Async Processors

Jim Granville · 2006-02-08T21:25:02+00:00

Further to an earlier thread on ASYNC design, and cores, this in the news : and a little more is here with some plots here: They don't mention the Vcc of the compared 968E-S, but the Joules and EMC look compelling, as does the 'self tracking' aspect of Async. They also have an Async 8051 -jg

R

rickman 20 years ago

I had a chance to think about this further and I think the localized variables in path delays actually hurt the async device more than it does the sync device.

The idea behind the sync clocked design is to deal with all the issues that make the logic delay time so variable. Instead of trying to match delays with the clocking, the entire issue is lumped into the clock domain. The clock period has to be larger than the worst case delay through the logic plus an additional margin for the skewing of the clock. Minimizing clock skew is the purpose of the clock tree. So this is typically very small and only needs to be added to the logic delay to get the minimum clock period.
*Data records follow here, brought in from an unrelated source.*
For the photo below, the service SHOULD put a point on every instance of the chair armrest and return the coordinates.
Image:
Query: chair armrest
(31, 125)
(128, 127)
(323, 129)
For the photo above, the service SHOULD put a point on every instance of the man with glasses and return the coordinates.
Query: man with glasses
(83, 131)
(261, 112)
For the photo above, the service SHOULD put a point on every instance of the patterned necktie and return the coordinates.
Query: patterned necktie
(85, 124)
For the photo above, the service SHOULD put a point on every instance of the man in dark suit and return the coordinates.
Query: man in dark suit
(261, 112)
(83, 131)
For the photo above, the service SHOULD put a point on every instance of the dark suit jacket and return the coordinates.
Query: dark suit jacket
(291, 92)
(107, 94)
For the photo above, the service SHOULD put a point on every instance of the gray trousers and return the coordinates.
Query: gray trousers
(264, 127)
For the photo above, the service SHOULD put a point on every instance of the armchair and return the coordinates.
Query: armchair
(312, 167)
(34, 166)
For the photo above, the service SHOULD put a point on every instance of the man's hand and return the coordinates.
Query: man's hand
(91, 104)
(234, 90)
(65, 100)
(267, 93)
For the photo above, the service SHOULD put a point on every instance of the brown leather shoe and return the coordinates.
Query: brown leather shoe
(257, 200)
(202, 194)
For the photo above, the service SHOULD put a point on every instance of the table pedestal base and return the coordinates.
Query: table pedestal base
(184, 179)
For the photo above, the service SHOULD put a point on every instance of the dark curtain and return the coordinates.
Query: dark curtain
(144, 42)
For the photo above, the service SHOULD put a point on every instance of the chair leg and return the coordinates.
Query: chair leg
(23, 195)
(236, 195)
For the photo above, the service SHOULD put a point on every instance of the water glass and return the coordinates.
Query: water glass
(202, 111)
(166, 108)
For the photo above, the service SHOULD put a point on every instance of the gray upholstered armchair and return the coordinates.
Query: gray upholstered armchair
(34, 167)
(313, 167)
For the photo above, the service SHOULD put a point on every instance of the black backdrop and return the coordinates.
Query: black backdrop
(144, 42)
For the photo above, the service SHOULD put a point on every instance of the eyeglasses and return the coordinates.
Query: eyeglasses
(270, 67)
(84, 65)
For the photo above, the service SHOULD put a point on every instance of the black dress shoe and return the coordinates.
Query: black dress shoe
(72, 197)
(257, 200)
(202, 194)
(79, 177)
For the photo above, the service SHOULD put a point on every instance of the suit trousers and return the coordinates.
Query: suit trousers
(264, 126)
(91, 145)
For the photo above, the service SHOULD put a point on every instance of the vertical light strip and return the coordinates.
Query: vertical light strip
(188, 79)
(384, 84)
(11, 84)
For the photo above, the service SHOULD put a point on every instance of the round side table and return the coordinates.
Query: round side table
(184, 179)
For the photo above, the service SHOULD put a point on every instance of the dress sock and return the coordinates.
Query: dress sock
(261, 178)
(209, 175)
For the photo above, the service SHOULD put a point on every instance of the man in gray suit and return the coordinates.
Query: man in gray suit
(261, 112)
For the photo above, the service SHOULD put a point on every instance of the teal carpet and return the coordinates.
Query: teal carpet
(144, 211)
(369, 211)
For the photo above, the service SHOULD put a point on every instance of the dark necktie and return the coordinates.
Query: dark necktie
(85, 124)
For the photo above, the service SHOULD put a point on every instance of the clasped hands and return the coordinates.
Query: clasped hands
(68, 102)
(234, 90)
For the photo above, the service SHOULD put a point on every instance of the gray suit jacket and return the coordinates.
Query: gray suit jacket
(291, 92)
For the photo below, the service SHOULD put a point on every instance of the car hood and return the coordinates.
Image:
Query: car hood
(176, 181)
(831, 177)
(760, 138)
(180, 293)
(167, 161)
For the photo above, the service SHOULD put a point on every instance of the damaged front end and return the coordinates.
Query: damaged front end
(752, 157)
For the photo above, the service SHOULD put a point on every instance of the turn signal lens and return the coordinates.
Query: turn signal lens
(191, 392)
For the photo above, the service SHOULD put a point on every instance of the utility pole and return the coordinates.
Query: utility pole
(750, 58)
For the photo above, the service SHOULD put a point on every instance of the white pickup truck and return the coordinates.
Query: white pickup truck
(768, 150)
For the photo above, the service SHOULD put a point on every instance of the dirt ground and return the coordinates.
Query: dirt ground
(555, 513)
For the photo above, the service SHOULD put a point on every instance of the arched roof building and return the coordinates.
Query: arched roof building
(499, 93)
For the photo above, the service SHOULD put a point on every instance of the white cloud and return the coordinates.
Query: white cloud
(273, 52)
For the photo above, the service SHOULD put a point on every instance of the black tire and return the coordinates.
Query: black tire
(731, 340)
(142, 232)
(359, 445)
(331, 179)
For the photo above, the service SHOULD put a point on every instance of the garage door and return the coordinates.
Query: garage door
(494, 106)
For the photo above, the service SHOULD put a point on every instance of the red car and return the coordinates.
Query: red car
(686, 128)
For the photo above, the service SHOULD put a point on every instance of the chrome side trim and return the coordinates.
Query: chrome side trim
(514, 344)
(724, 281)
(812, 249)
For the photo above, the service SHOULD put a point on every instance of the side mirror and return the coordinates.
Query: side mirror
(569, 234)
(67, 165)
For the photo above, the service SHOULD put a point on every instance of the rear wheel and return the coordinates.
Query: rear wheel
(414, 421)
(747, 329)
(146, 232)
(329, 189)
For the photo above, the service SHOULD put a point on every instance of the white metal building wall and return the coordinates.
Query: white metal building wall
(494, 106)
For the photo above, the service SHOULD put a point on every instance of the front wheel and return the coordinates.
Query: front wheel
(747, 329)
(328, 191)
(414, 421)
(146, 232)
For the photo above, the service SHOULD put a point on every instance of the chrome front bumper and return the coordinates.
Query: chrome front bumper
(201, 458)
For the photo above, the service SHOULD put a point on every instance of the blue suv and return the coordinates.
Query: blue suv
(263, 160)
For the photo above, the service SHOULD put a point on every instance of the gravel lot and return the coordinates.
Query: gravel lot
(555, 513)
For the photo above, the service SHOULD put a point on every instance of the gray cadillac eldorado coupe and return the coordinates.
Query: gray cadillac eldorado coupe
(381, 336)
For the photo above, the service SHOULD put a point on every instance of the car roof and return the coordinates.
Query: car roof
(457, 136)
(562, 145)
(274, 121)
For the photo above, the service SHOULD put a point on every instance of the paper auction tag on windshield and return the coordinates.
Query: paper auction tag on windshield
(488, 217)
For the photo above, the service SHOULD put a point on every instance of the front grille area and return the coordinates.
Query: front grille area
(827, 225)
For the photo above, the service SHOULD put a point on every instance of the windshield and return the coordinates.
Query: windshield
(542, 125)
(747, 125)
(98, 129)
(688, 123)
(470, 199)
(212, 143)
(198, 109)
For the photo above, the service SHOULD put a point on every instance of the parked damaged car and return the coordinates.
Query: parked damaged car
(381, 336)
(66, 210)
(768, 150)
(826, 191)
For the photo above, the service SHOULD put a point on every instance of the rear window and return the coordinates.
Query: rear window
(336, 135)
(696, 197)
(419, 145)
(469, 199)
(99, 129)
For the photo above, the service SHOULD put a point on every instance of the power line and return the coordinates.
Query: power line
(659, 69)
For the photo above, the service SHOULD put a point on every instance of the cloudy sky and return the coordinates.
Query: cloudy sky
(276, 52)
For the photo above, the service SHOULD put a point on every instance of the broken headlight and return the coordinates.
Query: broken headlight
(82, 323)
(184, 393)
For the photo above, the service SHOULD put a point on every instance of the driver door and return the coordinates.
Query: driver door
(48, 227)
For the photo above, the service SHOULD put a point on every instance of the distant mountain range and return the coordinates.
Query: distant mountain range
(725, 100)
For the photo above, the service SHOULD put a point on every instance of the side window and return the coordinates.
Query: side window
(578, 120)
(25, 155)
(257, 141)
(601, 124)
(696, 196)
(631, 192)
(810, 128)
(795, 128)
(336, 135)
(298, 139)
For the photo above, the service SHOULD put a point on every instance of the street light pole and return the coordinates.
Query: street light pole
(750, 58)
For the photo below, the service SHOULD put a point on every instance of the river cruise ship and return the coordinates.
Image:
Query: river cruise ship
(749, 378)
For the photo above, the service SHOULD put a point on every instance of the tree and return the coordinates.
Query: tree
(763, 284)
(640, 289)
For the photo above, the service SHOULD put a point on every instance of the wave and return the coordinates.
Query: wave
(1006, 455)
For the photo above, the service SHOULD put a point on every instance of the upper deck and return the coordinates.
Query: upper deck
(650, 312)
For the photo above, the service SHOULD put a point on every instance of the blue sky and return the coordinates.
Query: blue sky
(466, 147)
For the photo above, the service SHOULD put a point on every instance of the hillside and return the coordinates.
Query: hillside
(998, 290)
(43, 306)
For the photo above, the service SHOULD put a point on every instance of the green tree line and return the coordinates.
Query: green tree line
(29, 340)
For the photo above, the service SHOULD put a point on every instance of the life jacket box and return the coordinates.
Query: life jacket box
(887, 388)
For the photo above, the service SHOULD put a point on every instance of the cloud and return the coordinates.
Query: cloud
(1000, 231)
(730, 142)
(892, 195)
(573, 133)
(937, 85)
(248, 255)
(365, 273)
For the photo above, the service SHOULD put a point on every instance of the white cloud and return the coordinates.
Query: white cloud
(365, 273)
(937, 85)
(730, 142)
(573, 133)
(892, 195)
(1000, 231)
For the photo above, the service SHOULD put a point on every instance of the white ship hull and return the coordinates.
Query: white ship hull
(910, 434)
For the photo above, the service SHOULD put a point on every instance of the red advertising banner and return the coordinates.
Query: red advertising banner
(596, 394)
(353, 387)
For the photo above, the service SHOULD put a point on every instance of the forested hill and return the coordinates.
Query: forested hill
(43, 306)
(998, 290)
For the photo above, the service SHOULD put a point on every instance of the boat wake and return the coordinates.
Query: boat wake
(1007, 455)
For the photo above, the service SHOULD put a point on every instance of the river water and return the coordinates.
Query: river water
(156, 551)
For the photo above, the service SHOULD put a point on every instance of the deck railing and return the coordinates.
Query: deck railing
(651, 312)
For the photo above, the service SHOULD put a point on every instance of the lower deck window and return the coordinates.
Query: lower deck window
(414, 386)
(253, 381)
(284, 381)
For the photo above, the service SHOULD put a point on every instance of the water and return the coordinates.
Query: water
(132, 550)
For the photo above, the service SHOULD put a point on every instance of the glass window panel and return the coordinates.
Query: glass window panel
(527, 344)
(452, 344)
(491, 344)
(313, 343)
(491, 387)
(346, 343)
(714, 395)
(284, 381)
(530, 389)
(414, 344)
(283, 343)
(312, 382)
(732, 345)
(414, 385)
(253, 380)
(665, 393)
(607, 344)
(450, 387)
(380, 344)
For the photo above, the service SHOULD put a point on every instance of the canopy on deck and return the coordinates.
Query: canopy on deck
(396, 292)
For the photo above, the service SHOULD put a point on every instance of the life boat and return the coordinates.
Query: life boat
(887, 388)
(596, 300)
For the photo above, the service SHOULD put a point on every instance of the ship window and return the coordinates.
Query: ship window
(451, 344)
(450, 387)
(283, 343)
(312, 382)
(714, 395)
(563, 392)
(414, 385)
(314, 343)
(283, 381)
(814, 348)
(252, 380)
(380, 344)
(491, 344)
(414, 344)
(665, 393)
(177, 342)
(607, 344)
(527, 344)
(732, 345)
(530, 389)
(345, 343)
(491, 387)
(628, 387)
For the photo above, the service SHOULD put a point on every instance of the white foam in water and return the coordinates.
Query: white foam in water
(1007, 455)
The async processor must match the clock delay with the logic delay and always keep the clock delay slightly larger. There are always variations in timing of similar components due to statistical factors. Even if it is out at the 3 sigma point, by having a million transitors on a die, you have to account for the few that are either fast or slow. The worst case would be a fast clock path and a slow logic path. This skewing must be considered at the logic and clock level. In the end you end up having to allow for the deviation in both directions which means it is doubled.

So the async design likely must have larger margins added to the design of the handshake path and the result is it will have a slower maximum speed compared to a sync design.

Vote

J

Jim Granville 20 years ago

You are too focused on the MHz - forget the MHz for a moment, and look at the pJ and uV/m. Many, many designers would be very happy to get those gains, and still be in the same MHz ballpark.

The High end CPU you mentioned, quotes 15,000 gated clock elements. At that count, it has to asympotpe to async performance anyway, and it becomes a semantics exercise what you call a device with that many gated/local/granular clocks...

-jg

Vote

A

Andy Peters 20 years ago

Packets are dropped, but for congestion reasons, not because the air handling in the switch room set the temperature up a few degrees.

-a

Vote

R

rickman 20 years ago

We are still not communicating. You are assuming that the numbers from the vendor are a valid comparison. They don't say didly about what software was running and what was done to save power in the sync clocked version. I don't accept that the chip is unique in its power savings. I consider this to be just one way to save that level of power, and likely one of the more difficult ways.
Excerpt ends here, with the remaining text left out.